Appeal from an order of the Onondaga County Court (Walter W. Hafner, Jr., A.J.), dated March 11, 2016. The order granted in part the motion of defendant seeking, inter alia, to suppress statements that he made to police.
It is hereby ORDERED that the order so appealed from is unanimously affirmed.
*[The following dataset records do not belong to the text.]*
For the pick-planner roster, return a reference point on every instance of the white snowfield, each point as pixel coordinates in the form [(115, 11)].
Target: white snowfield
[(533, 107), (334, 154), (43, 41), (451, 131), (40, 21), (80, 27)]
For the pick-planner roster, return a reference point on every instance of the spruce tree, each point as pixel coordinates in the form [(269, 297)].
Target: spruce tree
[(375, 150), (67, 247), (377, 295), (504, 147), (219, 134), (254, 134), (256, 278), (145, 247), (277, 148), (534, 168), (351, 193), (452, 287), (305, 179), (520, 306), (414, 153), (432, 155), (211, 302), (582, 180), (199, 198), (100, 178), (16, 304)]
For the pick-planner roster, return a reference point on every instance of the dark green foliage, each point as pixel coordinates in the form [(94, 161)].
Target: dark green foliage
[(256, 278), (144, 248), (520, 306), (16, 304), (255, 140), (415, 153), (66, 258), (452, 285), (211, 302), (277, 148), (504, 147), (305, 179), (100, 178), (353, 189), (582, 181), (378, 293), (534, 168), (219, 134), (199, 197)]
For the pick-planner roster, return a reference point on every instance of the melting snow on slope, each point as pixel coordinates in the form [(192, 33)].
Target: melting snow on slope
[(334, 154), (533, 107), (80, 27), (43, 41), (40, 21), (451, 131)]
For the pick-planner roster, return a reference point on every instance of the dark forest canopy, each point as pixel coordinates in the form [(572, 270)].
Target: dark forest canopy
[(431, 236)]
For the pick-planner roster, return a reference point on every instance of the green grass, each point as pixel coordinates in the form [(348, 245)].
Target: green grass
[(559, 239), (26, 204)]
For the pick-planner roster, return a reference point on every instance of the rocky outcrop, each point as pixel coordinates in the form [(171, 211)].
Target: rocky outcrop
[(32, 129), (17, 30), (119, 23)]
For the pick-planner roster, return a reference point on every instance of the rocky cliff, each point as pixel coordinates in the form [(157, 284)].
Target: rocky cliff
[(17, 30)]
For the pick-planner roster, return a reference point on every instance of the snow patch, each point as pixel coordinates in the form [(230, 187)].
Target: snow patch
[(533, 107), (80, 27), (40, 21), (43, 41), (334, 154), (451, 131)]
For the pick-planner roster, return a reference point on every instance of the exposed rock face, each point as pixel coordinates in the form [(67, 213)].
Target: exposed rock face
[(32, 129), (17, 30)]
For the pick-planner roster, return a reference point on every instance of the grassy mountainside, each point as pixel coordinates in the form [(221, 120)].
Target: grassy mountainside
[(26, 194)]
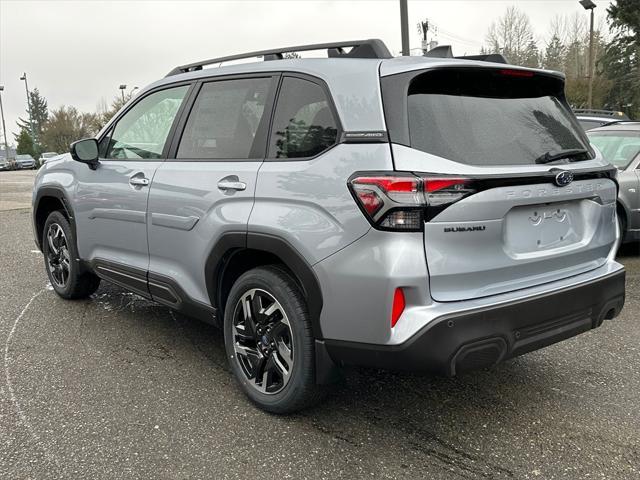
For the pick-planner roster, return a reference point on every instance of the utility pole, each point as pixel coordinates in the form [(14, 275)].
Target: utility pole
[(424, 27), (26, 87), (404, 27), (589, 5), (4, 128)]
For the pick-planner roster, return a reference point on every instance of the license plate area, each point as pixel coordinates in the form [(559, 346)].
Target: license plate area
[(542, 227)]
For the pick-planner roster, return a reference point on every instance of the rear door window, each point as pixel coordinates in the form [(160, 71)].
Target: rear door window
[(489, 116), (225, 119), (303, 124)]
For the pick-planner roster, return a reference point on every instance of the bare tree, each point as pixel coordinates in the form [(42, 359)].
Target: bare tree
[(512, 36)]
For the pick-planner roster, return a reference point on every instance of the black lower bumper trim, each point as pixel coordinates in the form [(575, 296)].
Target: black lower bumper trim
[(481, 338)]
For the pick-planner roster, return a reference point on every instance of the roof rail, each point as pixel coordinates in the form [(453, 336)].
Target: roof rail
[(602, 113), (445, 51), (371, 48), (617, 122)]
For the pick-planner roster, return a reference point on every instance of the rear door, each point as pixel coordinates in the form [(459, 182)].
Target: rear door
[(509, 222), (206, 188), (111, 201)]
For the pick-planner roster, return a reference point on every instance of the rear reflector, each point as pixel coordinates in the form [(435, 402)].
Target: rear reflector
[(398, 306)]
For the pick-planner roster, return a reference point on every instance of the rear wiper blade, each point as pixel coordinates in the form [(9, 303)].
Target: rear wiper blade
[(554, 155)]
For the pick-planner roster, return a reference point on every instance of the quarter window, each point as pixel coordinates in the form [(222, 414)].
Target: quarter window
[(225, 119), (303, 124), (142, 132)]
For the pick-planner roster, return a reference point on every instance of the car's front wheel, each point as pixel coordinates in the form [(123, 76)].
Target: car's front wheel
[(61, 260), (269, 341)]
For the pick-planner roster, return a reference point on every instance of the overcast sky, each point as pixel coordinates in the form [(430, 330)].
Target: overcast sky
[(79, 52)]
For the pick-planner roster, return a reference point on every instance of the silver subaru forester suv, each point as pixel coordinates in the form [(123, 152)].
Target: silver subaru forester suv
[(420, 213)]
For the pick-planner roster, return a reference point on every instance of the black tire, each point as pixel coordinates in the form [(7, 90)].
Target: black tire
[(300, 389), (75, 285)]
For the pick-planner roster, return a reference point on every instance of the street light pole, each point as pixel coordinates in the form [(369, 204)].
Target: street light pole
[(26, 87), (590, 97), (589, 5), (404, 27), (4, 128)]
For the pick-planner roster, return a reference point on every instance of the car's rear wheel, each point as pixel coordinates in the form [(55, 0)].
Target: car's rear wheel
[(61, 260), (269, 341)]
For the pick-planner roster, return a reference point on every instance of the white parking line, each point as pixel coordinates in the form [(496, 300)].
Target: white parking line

Memorandum: The People appeal from an order that granted in part defendant's motion seeking, inter alia, to suppress statements that he made to the police. This prosecution arises from an incident in which a motor vehicle registered to defendant struck a guardrail on an interstate highway, and came to rest in the passing lane. The vehicle was then hit by a bus, resulting in injuries to several passengers on the bus. The operator of the vehicle left the scene before the State Police arrived, and no one responded when one of the troopers went to defendant's home to investigate. About an hour after the accident, that trooper found defendant walking some distance from the accident in an apparently intoxicated condition, and defendant initially denied operating the vehicle. The trooper placed defendant in the police vehicle and continued to question him. Defendant eventually admitted that he was driving the vehicle when it struck the guardrail, and that he left it in the roadway. The People concede that the trooper did not provide Miranda warnings to defendant. After defendant was indicted on a series of charges arising from the incident, including assault in the first degree (Penal Law § 120.10 [3]), he submitted a series of motions, including a motion seeking, inter alia, to suppress the statements he made to the trooper. County Court granted that motion in part, suppressing the statements defendant made in response to the trooper's questions after defendant was placed in the trooper's patrol vehicle. We affirm.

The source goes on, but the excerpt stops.